1

I m trying to check my data normal_data for normal distribution in R.

I always used shapiro.test or ks.test, but now I have more than 5000 values to check. Is there any other function or possibility to check the data?

kjetil b halvorsen
  • 63,378
  • 26
  • 142
  • 467
  • 2
    Why are you doing this? Why do you need to check this? – Roland Oct 29 '21 at 17:47
  • ... and why is 5000 a critical value? – Limey Oct 29 '21 at 18:00
  • 4
    @Limey Most software does not bother to compute the sampling distribution (or its critical values) for distributional tests of large sample sizes, because (a) it can be a lot of work and (b) is pointless. – whuber Oct 29 '21 at 18:06
  • 3
    @Tar it is incorrect to conclude that "$n\gt 30$" is "large enough." It is also incorrect to conclude one can therefore "ignore the distribution and use parametric tests." The CLT does not assert what you claim it does. Exactly whether and how to check one's data depends on what kinds of tests one plans on making. – whuber Oct 29 '21 at 18:20
  • One visual way is with a [QQ plot](http://www.sthda.com/english/wiki/qq-plots-quantile-quantile-plots-r-base-graphs) – DanY Oct 29 '21 at 18:59
  • 1) [It looks like there might have been a common misinterpretation of the central limit theorem posted (and then deleted).](https://stats.stackexchange.com/questions/473455/debunking-wrong-clt-statement) // 2) [Normality testing is less helpful than one might hope.](https://stats.stackexchange.com/questions/2492/is-normality-testing-essentially-useless) – Dave Oct 29 '21 at 19:02
  • 3
    @Dave The possible misunderstanding, now deleted, was subtler than that. It read "According to the central limit theorem, no matter what kind of distribution we have, the sampling distribution tends to be normal if the sample is large enough (n $\gt$ 30)." Missing from this was any sense of *what statistic* is involved. For instance, the sampling distribution of the maximum is not going to be Normal (and rarely even close to it). – whuber Oct 29 '21 at 19:27
  • If you really must test a sample `x` of size greater than 5000 for normality, then you can use `shapiro.test(sample(x, 5000)`, In practice, huge samples often have 'harmless' quirks that lead to non-informative rejection. Example: `pv = replicate(10^4, shapiro.test(rt(5000, 70))$p.val); mean(pv <= .05)` returns $ 0.146 >0.05.$ How often is the distinction between $\mathsf{T}(70)$ and standard normal of practical importance? – BruceET Oct 29 '21 at 21:52

2 Answers2

4

For the question in the title, see How to perform a test using R to see if data follows normal distribution which gives many possibilities. As for why the limitations of the Shapiro-Wilk test, see Can a sample larger than 5,000 data points be tested for normality using shapiro.test by applying the test to a subsample?

Then, (as mentioned by many in comments), why do you do this?
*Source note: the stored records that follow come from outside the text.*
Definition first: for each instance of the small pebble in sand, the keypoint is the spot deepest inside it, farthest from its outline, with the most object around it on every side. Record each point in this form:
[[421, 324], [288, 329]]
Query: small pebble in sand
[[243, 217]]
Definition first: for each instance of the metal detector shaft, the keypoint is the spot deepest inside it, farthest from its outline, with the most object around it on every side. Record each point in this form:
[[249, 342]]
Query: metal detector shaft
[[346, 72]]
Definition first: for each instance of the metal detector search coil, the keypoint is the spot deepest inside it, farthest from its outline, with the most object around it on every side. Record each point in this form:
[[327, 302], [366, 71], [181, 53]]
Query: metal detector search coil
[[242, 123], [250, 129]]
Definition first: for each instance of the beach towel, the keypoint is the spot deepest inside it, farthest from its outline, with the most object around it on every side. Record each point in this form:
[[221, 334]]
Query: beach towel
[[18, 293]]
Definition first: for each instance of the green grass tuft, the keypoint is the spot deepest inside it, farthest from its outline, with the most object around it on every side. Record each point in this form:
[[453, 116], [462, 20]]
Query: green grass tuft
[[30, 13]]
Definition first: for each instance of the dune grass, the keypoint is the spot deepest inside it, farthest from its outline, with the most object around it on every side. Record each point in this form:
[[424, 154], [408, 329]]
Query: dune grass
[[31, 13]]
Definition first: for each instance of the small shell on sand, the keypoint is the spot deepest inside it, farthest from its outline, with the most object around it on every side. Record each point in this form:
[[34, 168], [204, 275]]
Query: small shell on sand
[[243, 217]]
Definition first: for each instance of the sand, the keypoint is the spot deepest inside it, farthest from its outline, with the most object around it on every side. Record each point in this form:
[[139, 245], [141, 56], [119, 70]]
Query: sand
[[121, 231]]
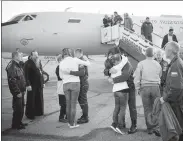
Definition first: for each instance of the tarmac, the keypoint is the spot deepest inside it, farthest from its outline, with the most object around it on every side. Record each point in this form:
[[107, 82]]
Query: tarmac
[[101, 106]]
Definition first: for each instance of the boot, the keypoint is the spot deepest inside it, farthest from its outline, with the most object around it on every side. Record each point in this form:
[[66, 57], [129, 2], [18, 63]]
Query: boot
[[124, 124], [133, 128]]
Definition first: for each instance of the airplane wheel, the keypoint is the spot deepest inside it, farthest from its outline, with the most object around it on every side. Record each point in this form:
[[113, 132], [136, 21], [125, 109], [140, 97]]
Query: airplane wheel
[[45, 77]]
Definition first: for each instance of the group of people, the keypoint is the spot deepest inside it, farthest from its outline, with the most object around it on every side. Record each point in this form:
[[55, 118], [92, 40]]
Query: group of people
[[25, 78], [160, 85], [146, 28], [117, 19], [72, 86], [154, 79]]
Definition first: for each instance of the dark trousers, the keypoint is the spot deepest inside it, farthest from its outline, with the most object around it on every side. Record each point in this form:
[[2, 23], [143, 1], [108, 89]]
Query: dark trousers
[[149, 94], [71, 91], [62, 103], [179, 114], [82, 99], [132, 104], [18, 111], [121, 100], [149, 37]]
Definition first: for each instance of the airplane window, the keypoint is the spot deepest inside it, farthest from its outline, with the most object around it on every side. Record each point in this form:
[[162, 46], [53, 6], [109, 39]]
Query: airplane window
[[34, 16], [27, 18], [74, 21], [17, 19]]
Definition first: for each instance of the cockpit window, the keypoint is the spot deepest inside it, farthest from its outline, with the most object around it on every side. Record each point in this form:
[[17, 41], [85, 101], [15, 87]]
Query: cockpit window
[[71, 20], [34, 16], [17, 19], [27, 18]]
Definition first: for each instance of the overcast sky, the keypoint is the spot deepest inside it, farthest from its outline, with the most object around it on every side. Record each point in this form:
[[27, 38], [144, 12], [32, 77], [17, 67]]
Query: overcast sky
[[138, 8]]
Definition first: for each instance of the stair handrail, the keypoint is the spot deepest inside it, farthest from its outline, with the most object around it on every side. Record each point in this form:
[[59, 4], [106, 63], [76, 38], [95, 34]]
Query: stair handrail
[[152, 32], [140, 36]]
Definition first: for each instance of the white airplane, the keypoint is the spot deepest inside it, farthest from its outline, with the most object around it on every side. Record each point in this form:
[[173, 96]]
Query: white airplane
[[50, 32]]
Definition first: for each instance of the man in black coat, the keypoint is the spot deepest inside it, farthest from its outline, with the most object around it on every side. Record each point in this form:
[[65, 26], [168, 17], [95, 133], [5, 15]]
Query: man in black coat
[[168, 38], [147, 29], [35, 83], [127, 75], [17, 86]]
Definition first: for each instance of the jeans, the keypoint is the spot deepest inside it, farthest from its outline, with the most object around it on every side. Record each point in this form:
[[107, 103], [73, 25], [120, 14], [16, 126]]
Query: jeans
[[83, 99], [18, 111], [62, 103], [121, 100], [132, 104], [149, 94], [71, 91]]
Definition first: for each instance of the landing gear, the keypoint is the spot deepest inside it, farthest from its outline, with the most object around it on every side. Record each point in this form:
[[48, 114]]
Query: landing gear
[[45, 77]]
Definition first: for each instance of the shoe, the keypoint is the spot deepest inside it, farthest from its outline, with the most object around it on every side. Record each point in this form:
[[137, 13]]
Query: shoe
[[24, 124], [63, 120], [31, 118], [150, 132], [113, 127], [157, 133], [74, 126], [19, 127], [120, 130], [133, 128], [83, 120]]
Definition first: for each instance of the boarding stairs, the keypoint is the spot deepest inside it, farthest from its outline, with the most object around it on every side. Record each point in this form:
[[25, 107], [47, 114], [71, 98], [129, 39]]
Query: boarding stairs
[[130, 42]]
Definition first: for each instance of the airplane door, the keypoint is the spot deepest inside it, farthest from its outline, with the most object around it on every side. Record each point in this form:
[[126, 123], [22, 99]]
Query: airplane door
[[28, 30]]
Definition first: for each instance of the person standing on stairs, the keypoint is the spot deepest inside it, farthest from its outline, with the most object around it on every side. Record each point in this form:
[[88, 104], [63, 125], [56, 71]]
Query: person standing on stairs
[[128, 23], [147, 29], [168, 38]]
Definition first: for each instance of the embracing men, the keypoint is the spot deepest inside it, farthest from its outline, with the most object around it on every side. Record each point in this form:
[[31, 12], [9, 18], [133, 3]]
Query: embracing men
[[126, 76]]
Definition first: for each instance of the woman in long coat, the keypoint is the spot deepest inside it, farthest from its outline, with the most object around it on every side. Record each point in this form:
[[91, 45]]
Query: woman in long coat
[[35, 83]]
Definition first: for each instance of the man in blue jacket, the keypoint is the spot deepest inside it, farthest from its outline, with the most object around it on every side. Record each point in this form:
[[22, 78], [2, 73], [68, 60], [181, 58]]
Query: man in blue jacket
[[147, 29], [173, 93], [84, 86], [127, 75], [169, 37]]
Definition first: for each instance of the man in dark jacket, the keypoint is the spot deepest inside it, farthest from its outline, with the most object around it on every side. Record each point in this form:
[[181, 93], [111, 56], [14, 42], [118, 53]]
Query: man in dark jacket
[[60, 92], [127, 75], [173, 93], [84, 86], [147, 29], [164, 66], [168, 38], [181, 53], [106, 21], [35, 83], [117, 18], [17, 86]]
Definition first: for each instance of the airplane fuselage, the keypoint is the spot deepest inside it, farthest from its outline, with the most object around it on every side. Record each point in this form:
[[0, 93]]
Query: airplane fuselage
[[50, 32]]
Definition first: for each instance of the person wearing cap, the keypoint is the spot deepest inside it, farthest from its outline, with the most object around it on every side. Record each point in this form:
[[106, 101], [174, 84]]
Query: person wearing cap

See Testing large dataset for normality - how and is it reliable? and Is normality testing 'essentially useless'?

kjetil b halvorsen
  • 63,378
  • 26
  • 142
  • 467
1

For example, you could use Jarque Bera test, see there. But, in almost all cases you should reject the null hypothesis despite that you see bell-shaped distribution of your data. The reason is that usual tests are quite sensitive to the big samples. Solution of this problem is using qq plot and histograms with choosing certain bins. Also, read this useful discussion.